Sabrina Mahtani, an Amnesty International West Africa Researcher, states that the government should not arbitrarily be allowed to punish any girls for "inappropriate behavior" by taking away their access to education.

"As Sierra Leone moves forward from the devastating Ebola crisis, it is vital that these girls, are not left behind."
For their part, many of the teachers take the ban to mean they have the right to violate the personal space of any and all of the female students capable of becoming pregnant. If the girls are not visibly pregnant they do checks that include groping the breasts and stomachs of the students and forcing them to take urine tests. Government and education officials have denied that they sanction such methods and even that they occur, saying that only "visibly pregnant" girls are covered in the policy, and as such checks would not be necessary. Buzzfeed News advised that one girl's statement to Amnesty International clearly disputes this.
"We had to register and queue to get an attendance slip for the exams. The female teachers told all the girls we would be searched as pregnant girls are not allowed to sit exams. We were made to line up and we were checked. They touched our breasts and stomach to see if we were pregnant… The teachers told us the government told them to do this checking. They are ashamed to see pregnant girls go to school. The teachers talked to the students not to say anything and now we are frightened to speak about what happened."
During the Ebola epidemic it was not only educational institutions that were affected, and the economy of Sierra Leone came to a screeching halt. During this time many families used their girls to bring in financial support by any means, including using sex as a bartering tool. Also many young girls had relatives who died due to Ebola and left the children to fend for themselves and again many used sex as a means of survival. A Save the Children study in July reported that 10 percent of extremely vulnerable girls were trading sex for basic life needs, teenage pregnancy also increased by 47 percent during the Ebola outbreak. Supposedly many men went to young girls because the older women were more knowledgeable about Ebola risks and were in a better position to deny these men sex.
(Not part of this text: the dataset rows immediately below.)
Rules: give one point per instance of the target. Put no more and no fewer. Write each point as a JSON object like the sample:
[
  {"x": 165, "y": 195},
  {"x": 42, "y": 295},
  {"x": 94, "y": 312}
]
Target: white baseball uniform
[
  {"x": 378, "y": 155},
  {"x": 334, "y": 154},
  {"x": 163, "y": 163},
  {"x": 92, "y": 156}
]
Many government officials are actually blaming the girls for their pregnancy, saying that they need to learn to say no. A campaign called "No Sex for Grades" was launched by Sierra Leone's Ministry of Health two weeks after the ban against visibly pregnant girls attending schools was enacted into policy. The aim is to stop girls from accepting pressures from male teachers for sex to advance them in school, but it never mentions that these male teachers to stop pressuring the female students. Male ministry officials told Amnesty that girls who were not respectful enough to heed the advice not to get pregnant then "she will not be allowed in a school environment."

Recognizing the dire straights of the pregnant girls of Sierra Leone, several donor countries, particularly Ireland and the U.K., implemented alternative classes that began in late October and are funded until July 2016. Claims are that over 3,000 pregnant girls have registered for the classes but they are more than six months behind in their studies. While many girls are happy for the alternative classes, others would like to be able to end the stigma and return to their regular mainstream schools. Even with the alternative classes, visibly pregnant girls are still banned from taking exams.

Amnesty International is still working to get the ban against visibly pregnant girls attending mainstream schools in Sierra Leone lifted, but in the interim, they intend to ensure that the alternative classes supported by international organizations offer the same curriculum as the mainstream schools.